Introduction

Attending to Colleg undoubtedly have an impact on people´s lives,
also those people that went to college make an impact of their own
on others persons, communities and workplace.

I want to know if going to college makes a difference in Baseball players,
their teams and their income as professional players.
These are the questions I want to answer with this analysis:

1. On a yearly basis, does Baseball players who attended to college have greater income compared to those who didn't?

2. Having College graduated player gives teams better chance to win World Series?

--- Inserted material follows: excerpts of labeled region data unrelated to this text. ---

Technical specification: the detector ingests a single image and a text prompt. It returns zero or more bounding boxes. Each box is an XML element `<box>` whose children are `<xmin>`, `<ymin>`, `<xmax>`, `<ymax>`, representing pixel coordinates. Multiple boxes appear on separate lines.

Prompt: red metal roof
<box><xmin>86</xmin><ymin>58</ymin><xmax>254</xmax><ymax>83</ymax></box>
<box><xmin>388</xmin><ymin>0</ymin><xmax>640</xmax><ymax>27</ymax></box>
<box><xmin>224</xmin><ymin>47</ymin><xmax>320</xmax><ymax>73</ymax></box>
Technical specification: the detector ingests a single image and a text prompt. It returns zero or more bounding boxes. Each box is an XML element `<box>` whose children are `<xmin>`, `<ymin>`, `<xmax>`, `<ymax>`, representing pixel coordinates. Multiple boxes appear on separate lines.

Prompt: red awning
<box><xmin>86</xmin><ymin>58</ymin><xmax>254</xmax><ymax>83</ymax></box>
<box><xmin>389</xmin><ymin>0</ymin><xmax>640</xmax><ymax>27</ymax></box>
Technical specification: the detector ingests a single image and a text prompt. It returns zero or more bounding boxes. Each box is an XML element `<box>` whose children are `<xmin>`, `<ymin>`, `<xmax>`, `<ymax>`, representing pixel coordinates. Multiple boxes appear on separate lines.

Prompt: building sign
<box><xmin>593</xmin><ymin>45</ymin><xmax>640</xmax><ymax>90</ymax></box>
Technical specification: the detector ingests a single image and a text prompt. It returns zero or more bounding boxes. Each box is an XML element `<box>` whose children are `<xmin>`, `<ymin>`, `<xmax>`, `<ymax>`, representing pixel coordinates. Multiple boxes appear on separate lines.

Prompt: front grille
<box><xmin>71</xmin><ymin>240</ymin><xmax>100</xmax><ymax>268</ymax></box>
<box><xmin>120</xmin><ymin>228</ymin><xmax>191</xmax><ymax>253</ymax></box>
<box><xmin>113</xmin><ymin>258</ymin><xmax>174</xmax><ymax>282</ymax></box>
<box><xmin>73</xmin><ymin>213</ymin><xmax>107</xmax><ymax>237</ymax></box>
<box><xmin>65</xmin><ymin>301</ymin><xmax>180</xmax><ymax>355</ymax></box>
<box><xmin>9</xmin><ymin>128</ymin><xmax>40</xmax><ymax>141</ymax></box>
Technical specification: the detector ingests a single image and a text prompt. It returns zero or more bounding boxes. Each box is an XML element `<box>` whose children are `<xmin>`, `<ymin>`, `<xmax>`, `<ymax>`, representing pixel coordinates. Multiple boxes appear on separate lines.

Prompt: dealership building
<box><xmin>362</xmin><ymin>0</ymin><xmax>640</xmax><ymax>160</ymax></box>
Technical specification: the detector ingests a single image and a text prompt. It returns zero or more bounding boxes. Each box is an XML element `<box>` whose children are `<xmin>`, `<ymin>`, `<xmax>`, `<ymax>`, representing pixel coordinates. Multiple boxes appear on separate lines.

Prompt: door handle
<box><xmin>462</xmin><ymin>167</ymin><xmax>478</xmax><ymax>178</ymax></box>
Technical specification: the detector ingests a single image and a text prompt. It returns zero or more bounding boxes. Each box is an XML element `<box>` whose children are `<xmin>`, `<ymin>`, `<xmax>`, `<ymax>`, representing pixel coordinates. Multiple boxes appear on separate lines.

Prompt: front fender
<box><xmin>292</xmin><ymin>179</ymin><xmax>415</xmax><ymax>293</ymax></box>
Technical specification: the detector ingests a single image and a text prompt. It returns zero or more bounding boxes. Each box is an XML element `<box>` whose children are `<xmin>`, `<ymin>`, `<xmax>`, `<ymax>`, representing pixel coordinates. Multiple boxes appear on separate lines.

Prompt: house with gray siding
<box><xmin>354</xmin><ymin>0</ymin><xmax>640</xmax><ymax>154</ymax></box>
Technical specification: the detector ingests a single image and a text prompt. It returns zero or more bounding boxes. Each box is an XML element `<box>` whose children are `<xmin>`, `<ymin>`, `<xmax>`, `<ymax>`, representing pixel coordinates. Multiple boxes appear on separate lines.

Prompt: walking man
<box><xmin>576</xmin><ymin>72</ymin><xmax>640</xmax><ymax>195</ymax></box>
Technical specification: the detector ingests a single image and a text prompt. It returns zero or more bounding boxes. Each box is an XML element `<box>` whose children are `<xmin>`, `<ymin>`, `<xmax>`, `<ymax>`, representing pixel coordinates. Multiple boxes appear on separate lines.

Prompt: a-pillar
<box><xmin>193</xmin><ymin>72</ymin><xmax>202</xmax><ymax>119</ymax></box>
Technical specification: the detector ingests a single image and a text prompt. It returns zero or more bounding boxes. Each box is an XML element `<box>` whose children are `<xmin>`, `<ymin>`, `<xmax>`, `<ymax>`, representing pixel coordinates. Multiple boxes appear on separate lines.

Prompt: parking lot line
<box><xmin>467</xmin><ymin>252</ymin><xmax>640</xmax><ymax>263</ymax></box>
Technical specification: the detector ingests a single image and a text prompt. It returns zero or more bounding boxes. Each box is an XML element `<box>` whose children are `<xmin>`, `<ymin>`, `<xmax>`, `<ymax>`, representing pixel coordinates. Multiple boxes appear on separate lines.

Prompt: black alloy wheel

3. Having more College graduated players makes teams more successful during the season?

Independet Variable

Players who attended to college

Dependent Variables

1. Income of players
2. Chance of winning World Series
3. Performance of the teams



In [1]:

    
import matplotlib.pyplot as plt
import numpy as np
import pandas as pd
import seaborn as sns

#Loads important files for this analysis

filename = 'baseballdatabank-2017.1\core\Teams.csv'
teams_df = pd.read_csv(filename)

filename = 'baseballdatabank-2017.1\core\Salaries.csv'
salaries_df = pd.read_csv(filename)

filename = 'baseballdatabank-2017.1\core\Master.csv'
master_df = pd.read_csv(filename)

filename = 'baseballdatabank-2017.1\core\CollegePlaying.csv'
college_df = pd.read_csv(filename)

filename = 'baseballdatabank-2017.1\core\Appearances.csv'
appearances_df = pd.read_csv(filename)



In [2]:

    
#In the master table get those players who went to college or not
went = college_df.playerID.unique()

#append the new column to the original dataFrame
master_df['went_to_college'] = master_df.playerID.isin(went)



In [3]:

    
#get players who attended to college and those who didn't
college_playing = master_df[master_df['went_to_college']]
non_college_playing = master_df[master_df['went_to_college']==False]



In [4]:

    
#now get the salaries of the players to describe and compare
#create an index dataFrame of the ssalaries table to splti the table
#no need to append this column to that table
salaries_df['went_to_college'] = salaries_df.playerID.isin(went)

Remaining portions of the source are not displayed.